This One Shot was inspired by the song, My Skin by Natalie Merchant. I dont own anything Twilight. Pity... Enjoy.

I sat there in my truck. Dazed. The radio played a soft, somewhat depressing song. I sat there as Edward was fresh in my mind. Tears rolled down my cheeks. It was one of those days where I couldn't find myself getting out of my truck. Some days it took me an hour or two to get out. If I got out I would lose my thought of Edward. I would have to concentrate on something else besides Edward.

Take a look at my body
Look at my hands
There's so much here
That I don't understand

My body was still bruised from when Jasper attacked me. My arms and hands were bandaged up. The spot where James bit me was covered again as Carlisle found a piece of glass had found its way in my flesh. What I don't understand is why Edward left. He told me he loved the night before he left. He kissed me goodnight, but did it count if I asked for it as my birthday wish? He couldn't just leave me and get over me that fast. Could he? Was I that unappealing?

Your face saving promises
Whispered like prayers
I don't need them
I don't need them

His face showed me he loved me, showed me he cared. He whispered to me at night he'd be there forever. It was as if I was his Goddess and he prayed to me and told me he wouldn't ever leave me. I don't need that anymore. I don't need the lies he's told me. I don't need Edward… who am I kidding, I am a mess without him.

I've been treated so wrong
I've been treated so long
As if I'm becoming untouchable

Jacob just isn't enough to help me. They way he treats me, like I can't be touched, if I'm touch, I die. But I'm not like that. He treats me as if I'm 4 with a broken heart. It's so wrong and disgusting. Though I don't have to worry about it now. He doesn't talk to me anymore. I hope I will manage without him. He joined Sam Uley's pack and now he is too good for me.

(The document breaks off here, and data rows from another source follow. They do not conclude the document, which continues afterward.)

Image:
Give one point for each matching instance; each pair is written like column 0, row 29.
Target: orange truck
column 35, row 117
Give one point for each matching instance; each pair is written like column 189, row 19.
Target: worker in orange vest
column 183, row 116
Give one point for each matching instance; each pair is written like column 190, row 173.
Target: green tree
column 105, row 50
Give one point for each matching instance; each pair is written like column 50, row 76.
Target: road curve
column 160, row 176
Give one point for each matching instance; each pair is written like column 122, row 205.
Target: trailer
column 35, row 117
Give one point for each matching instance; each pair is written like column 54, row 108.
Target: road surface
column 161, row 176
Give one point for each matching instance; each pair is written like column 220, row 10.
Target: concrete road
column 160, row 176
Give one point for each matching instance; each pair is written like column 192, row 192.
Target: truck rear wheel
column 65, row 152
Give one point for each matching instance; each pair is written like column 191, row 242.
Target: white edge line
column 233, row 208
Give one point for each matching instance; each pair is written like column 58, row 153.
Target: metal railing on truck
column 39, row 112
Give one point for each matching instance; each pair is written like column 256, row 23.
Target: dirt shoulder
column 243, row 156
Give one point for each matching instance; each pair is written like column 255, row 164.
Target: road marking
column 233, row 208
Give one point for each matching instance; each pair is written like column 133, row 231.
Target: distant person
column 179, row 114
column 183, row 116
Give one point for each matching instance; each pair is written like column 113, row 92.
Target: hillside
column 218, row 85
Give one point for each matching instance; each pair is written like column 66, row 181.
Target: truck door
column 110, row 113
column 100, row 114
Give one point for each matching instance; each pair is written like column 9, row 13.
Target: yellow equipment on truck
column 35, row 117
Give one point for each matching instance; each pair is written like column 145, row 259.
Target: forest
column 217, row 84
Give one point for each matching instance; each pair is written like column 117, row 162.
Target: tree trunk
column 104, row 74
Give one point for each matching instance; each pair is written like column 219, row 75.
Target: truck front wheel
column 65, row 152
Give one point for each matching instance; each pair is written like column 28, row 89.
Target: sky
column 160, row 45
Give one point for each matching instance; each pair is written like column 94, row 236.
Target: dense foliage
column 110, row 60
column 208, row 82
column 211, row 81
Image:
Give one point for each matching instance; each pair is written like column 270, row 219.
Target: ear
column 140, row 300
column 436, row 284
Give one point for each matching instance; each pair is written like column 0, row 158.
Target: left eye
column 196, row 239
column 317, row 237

Contempt loves the silence
it thrives in the dark
with fine winding tendrils
that strangle the heart

When I am alone I see Edward burning in a fire and becoming ashes. When its dark those images are so powerful it's as if he is actually in front of me burning. I hate him for leaving me, that's why these images stay with me. But when they disappear, the regret of picturing him takes my heart by the middle and squeezes the tears out of me. I cry of the regret and eventually fall asleep and soon enough the images of Edward dying and never coming back again scares me and nightmares become vivid. It causes me to scream it causes Charlie to have to wake up and wake me up. And then the images come back again and this time every single one of the Cullens is burned. The regret kills me. All I need is for them to come back.

I'm a slow dying flower
Frost killing hour
the sweet turning sour
and untouchable

Renee has always told me I bloomed early. She is so free spirited she compared me to a flower, but now that flower is dying. I am dying because of the depression. The depression is the frost that kills the flowers late fall, early winter. People have told me I was the sweetest person they know, but I don't feel that way anymore, with the images my wild imagination comes up with; I feel I am more sour than sweet. I am a fragile sour person.

I need
a lullaby
a kiss goodnight
Angel sweet
Love of my life
O, I need this

I need my lullaby hummed for me; I need a kiss goodnight from Edward as if I was 3 and scared of the dark. In order for this to stop, I need him back, I need him back now. I need my soul mate; I need the love of my life.

Do you remember the way
that you touched me before
All the trembling sweetness
I loved and adored?

I wonder if Edward remembers the way he touched me, the way I was so careful not to push him too far. The way Edward was, the sweetness, I loved, I adored the way he greeted me in the morning, they way he wouldn't let me drive to school, he had to take me. The way he did my quick errands. Like dropping off my pictures at the developer, although I regret it now. He took all of my memories of him and his family, the birthday presents, the pictures.

You better shut your mouth
Hold your breath
Kiss me now you'll catch my death
O, I mean it

I stared at the bottle of pills that were made to take away the pain. I was supposed to over dose when I got to this point. He wasn't here to kiss away the pain to catch me before I died, no one can hold me down. But if I waited a little longer maybe he will come back. I set the pills in the glove compartment and sat back in my seta and leaned my head against the cold glass. The rain pitter pattered on the roof of my truck. I burned them all in my head again. And when the regret was supposed to show up in my heart, the punishment showed up somewhere else. Outside my truck was Victoria. I was gone; everything was black, dead, gone. I was dead. She did my dirty work for me.